I sat down across from her so I could be at her level. I wanted to reach for her hand, but I didn’t.

“What do you need?” I asked. “What can I do? I’m sorry. I know you don’t want me to write a check, but it’s not me fixing a problem. It’s me helping. I want to do it.”

She looked at the floor for a moment. “I think I need some time,” she said. “I’m not ending things. I’m not saying that. But I have a lot to think about and I can’t think clearly when you’re around. That’s not your fault. That’s just how it is. I need a few days.”

A few days. I didn’t know if few meant three or five.
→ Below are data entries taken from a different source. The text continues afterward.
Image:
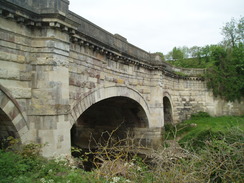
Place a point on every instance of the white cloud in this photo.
(159, 25)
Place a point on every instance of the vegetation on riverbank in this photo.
(211, 150)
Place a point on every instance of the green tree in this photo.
(226, 77)
(233, 32)
(177, 53)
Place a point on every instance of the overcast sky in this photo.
(159, 25)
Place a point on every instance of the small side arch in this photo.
(104, 93)
(12, 121)
(168, 108)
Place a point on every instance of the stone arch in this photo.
(168, 108)
(108, 92)
(116, 108)
(12, 120)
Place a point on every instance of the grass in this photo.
(212, 152)
(201, 128)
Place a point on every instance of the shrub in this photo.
(200, 115)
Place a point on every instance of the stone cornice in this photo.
(72, 25)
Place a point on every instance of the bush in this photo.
(200, 115)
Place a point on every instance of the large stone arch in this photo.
(12, 120)
(168, 108)
(104, 93)
(117, 108)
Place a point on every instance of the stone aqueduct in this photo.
(62, 78)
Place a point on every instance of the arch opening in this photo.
(122, 114)
(167, 111)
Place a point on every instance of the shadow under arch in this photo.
(105, 110)
(168, 110)
(100, 94)
(12, 121)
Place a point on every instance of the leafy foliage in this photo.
(217, 156)
(224, 62)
I had never been in a position where I had to wait and wonder and do nothing. And I had become so used to her being around. I needed her. I had no idea how to function without her.

With no other choice, I stood up. “Okay.”
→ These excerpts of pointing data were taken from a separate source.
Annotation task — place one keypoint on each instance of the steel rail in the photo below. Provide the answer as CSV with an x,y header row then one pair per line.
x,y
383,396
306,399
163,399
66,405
She looked up at me and once again I had to fight the urge to reach for her.

“I’ll give you whatever you need,” I said.

“But I want you to know something first.” I looked at her.

“I’m not going to pretend I would have done it differently.

Because the thought of you needing me and me not being there is something I can’t make peace with.

” I paused and considered what that might sound like.

“That’s my issue to work on. I know that.

I need you to know the difference between control and caring. I promise you, it wasn’t control.”

She nodded but didn’t say anything. I walked to the door and stopped with my hand on the handle. I felt shame, which was a new thing. It was heavy and uncomfortable. I had let her down. That was not something I knew how to handle.

“Callum.”

I turned back hopefully.

“I’ll call you,” she said.

Not what I was hoping for, but it was better than goodbye. That would have felt like a dagger through the heart. I walked out and back to my car.

When I got home, the house was dark and felt hollow, empty, even though Dash and Krista were in the guest room.

I poured myself a drink and flopped onto the leather sofa without bothering to turn on any lights.

I wasn’t her father. I wasn’t trying to manage her or make decisions on her behalf. I had no idea how to be a boyfriend and it showed. I finished the drink and headed upstairs to bed.

The bed was too big. It had always been big, but without her beside me, it felt lonely.